Dental cast measurements
The transverse changes measured on the dental casts showed a significant increase in the inter molar distance for BAPA group. There was also an increase seen in the CPA group but this value was not statistically significant (p>0.05). There was a significant increase in the total arch perimeter in both groups (p<0.05).

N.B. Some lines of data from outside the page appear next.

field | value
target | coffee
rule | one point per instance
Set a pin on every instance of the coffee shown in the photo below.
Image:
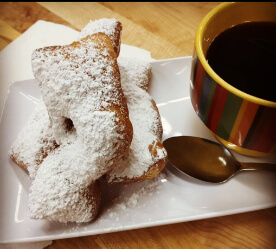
(245, 57)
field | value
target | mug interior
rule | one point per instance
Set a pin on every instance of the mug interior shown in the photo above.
(229, 14)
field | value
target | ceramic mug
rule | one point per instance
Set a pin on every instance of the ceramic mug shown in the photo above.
(242, 122)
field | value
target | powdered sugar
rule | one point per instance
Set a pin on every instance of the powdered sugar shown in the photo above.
(35, 141)
(79, 83)
(147, 126)
(111, 27)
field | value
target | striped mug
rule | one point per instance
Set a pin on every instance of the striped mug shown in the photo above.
(242, 122)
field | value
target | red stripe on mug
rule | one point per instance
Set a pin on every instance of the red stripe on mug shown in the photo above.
(217, 107)
(198, 85)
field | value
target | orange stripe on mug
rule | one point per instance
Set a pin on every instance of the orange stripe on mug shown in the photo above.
(216, 109)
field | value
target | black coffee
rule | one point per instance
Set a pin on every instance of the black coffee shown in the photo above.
(245, 57)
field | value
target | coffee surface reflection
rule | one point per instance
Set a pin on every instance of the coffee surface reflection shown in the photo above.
(245, 57)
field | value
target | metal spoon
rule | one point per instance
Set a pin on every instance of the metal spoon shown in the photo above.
(206, 160)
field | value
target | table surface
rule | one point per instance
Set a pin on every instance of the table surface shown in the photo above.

Significant distopalatal rotation of the maxillary first molars was seen in both groups. The CPA group showed more rotation (4.2°±1.1°) as compared to the BAPA group (2.6°±1.14°), but comparison of mean between the groups was not statistically significant. Distalizing coils act lingually at the center of resistance of the molars, and thus there is a tendency toward distopalatal rotation with a possibility towards molar crossbite.7,23 This explains the rotation of the molars as seen in our study.
Conclusions
The following conclusions can be drawn from the study:
Both the BAPA and CPA are effective for the distalization of maxillary molars and the establishment of a Class I molar relationship.
The distal molar movements obtained were similar between the BAPA and the CPA groups.
Anchorage loss was observed with the CPA in the form of premolar mesialization and incisor proclination.
On the contrary, absence of anchorage loss, significant spontaneous distal premolar movement, and distal incisor movement was observed with the BAPA making it a viable choice compared to the CPA.To overcome the limitations associated with this study, future studies with larger sample size, both after treatment and in retention phase, are needed.